Ротмистр вежливо отправил его в бумажник.
Госпожа Мацнер оставалась в кафе до позднего вечера. Осенний воздух был в эти часы ясным, холодным и терпким. Когда госпожа Мацнер поднялась, чтобы направиться к конке, она почувствовала легкое головокружение и ледяной озноб в сердце. Она подумала, что это от вина, к которому была непривычна, а также от волнения, которое доставил ей барон. По дороге домой, в конке, она решила, что обязательно выпьет настой ромашки.
18И на следующий день жизнь госпожи Мацнер продолжилась обычным чередом. Проснулась она в сравнительно бодром настроении. Газет она больше не читала — с того самого дня, как поняла, что мир ею больше не интересуется. Впрочем, мысль о двух встречах с бароном служила ей сегодня некоторым утешением. Важнейшие новости из «Кроненцайтунг» и «Всемирного листка новостей» ей пересказала привратница, придя около девяти утра прибраться в квартире. Хотя госпожа Мацнер давала совершенно ничтожные чаевые и была прописана как незамужняя, привратница все же именовала ее милостивой госпожей (хотя большей частью старалась обходиться без обращения).

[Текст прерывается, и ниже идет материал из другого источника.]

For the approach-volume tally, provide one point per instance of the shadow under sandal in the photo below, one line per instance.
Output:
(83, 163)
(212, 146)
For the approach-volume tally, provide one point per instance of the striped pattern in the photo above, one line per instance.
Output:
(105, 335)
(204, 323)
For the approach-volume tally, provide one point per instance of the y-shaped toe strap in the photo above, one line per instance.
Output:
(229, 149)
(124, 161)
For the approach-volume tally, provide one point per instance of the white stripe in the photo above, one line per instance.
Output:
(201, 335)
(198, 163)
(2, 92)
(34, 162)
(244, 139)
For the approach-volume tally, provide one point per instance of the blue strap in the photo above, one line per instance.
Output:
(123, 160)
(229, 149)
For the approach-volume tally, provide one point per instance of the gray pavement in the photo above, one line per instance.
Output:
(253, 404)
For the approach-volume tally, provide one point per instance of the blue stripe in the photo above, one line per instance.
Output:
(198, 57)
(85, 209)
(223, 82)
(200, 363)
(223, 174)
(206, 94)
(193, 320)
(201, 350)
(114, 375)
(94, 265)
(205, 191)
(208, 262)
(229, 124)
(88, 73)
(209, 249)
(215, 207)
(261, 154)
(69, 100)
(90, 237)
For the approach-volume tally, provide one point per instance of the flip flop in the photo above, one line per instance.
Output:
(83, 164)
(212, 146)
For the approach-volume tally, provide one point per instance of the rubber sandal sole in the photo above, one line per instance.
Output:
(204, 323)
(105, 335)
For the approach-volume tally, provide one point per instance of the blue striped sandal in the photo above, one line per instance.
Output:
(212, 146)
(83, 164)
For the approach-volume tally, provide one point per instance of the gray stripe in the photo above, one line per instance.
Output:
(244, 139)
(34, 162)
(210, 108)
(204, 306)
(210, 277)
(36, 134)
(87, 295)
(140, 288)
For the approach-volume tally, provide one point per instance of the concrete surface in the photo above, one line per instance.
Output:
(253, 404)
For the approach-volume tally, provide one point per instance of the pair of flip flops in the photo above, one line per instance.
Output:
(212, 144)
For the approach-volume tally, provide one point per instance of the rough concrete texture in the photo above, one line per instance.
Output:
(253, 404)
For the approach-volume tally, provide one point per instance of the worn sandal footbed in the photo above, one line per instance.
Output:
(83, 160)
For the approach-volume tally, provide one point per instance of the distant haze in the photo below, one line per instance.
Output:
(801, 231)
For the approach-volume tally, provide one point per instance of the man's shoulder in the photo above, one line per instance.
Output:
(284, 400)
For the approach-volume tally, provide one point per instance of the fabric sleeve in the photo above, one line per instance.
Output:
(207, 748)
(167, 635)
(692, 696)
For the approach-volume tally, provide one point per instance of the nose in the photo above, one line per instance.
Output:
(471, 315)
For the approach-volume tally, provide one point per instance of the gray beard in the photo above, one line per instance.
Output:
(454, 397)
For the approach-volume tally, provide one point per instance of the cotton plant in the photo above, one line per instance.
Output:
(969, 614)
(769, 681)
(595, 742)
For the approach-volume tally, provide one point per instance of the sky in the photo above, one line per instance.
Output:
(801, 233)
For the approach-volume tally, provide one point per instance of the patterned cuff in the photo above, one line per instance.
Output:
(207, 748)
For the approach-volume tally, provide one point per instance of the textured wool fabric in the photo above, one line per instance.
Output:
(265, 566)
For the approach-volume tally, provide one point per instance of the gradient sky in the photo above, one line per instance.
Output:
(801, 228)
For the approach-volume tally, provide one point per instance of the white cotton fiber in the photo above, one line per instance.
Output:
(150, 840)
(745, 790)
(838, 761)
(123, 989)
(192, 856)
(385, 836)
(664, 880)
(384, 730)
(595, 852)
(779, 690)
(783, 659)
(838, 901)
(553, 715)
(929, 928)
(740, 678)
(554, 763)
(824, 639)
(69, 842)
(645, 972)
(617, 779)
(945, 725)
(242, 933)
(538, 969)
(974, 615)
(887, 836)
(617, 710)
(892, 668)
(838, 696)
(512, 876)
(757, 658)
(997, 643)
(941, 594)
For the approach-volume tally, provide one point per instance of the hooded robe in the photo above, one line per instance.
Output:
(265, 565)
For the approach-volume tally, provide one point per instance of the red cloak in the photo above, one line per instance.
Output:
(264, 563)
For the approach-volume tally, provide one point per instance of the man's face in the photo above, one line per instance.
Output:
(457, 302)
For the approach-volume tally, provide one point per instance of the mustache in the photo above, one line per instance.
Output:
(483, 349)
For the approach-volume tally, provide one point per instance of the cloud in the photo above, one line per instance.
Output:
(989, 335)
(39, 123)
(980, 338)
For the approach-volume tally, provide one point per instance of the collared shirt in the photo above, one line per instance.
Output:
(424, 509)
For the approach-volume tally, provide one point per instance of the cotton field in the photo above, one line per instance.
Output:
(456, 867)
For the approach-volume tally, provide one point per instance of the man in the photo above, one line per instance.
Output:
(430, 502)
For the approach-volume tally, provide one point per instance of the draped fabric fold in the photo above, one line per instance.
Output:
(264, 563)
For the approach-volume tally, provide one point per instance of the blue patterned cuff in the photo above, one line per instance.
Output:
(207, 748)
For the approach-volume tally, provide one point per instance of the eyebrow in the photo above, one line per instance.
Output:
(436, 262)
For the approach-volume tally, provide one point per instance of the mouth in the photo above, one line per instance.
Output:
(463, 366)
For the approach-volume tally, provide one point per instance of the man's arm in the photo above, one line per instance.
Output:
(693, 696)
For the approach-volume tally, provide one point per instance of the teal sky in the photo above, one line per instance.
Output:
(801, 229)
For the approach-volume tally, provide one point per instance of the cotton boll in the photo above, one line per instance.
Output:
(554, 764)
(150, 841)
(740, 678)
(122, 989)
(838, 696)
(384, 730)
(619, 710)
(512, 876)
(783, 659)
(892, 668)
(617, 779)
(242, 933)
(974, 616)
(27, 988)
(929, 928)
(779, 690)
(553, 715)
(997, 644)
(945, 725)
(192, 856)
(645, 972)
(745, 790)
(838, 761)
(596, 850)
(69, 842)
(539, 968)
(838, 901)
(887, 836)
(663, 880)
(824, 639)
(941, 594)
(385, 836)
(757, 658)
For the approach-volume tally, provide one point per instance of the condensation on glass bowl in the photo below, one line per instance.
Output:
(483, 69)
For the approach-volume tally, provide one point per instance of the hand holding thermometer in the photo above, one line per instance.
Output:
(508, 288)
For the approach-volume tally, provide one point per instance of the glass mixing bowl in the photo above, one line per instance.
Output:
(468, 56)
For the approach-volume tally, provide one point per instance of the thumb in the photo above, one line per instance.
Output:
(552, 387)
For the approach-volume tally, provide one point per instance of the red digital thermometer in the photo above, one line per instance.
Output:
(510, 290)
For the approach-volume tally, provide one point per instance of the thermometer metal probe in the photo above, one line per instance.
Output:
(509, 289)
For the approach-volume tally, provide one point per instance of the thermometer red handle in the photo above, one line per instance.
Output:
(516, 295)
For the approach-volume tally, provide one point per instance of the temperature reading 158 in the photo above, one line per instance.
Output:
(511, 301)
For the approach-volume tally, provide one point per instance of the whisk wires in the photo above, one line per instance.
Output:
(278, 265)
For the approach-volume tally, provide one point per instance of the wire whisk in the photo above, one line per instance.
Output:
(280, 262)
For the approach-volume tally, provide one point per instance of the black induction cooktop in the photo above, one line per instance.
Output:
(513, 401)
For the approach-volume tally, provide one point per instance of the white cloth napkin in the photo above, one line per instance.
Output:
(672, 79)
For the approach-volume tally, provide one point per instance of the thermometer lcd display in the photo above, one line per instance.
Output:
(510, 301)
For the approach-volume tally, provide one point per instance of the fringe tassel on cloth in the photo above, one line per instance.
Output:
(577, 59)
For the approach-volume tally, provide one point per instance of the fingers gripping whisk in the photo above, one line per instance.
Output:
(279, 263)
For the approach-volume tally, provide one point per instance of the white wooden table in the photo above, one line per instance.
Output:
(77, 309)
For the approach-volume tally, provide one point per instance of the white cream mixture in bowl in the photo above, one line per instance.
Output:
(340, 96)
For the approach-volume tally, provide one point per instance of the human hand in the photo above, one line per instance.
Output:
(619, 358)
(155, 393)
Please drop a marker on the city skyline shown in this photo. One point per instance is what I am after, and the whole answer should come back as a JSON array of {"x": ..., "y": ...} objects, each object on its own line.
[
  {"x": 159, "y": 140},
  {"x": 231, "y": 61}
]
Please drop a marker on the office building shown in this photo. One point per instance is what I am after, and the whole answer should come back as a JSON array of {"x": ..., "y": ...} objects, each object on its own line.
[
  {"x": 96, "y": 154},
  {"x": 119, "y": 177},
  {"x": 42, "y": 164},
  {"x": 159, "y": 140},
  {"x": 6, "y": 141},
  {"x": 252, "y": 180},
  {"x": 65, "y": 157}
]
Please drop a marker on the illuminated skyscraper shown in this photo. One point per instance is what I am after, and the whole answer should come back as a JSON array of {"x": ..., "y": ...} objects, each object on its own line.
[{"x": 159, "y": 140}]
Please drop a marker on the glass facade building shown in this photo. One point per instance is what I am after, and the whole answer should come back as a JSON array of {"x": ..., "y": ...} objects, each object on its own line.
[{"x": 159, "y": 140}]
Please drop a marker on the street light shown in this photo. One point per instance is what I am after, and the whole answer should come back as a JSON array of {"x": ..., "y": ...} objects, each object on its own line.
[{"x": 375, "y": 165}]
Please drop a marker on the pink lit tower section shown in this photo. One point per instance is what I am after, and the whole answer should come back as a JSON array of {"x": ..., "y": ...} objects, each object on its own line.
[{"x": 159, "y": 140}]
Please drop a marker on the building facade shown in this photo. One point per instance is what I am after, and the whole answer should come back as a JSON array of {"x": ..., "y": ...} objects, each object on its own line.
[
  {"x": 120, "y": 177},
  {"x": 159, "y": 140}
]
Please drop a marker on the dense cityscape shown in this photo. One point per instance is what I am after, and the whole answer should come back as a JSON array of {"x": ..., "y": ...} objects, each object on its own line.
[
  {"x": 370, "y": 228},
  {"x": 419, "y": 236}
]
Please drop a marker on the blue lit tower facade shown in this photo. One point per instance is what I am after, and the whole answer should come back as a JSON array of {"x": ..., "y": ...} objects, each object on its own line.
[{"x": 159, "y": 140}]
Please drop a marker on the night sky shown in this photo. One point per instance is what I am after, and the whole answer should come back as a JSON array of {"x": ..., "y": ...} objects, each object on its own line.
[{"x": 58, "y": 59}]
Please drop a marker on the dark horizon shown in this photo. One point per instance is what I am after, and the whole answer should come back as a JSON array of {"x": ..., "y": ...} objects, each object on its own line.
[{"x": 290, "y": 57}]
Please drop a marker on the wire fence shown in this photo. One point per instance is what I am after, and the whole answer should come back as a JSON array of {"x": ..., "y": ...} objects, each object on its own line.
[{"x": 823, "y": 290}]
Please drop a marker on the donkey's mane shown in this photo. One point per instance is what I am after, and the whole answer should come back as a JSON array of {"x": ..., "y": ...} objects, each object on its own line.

Таким образом, этот день пока не отличался ото всех прошедших. Все еще стояли погожие осенние деньки. Пока привратница помогала госпоже Мацнер застегивать крючки на платье, та успела составить себе расписание на день. Сначала она хотела отправиться в банк Эфрусси, затем к нотариусу и, наконец, в полицейское управление, чтобы повидаться с инспектором Седлачеком. По ее мнению, важно было сообщить Седлачеку о встрече с Тайтингером.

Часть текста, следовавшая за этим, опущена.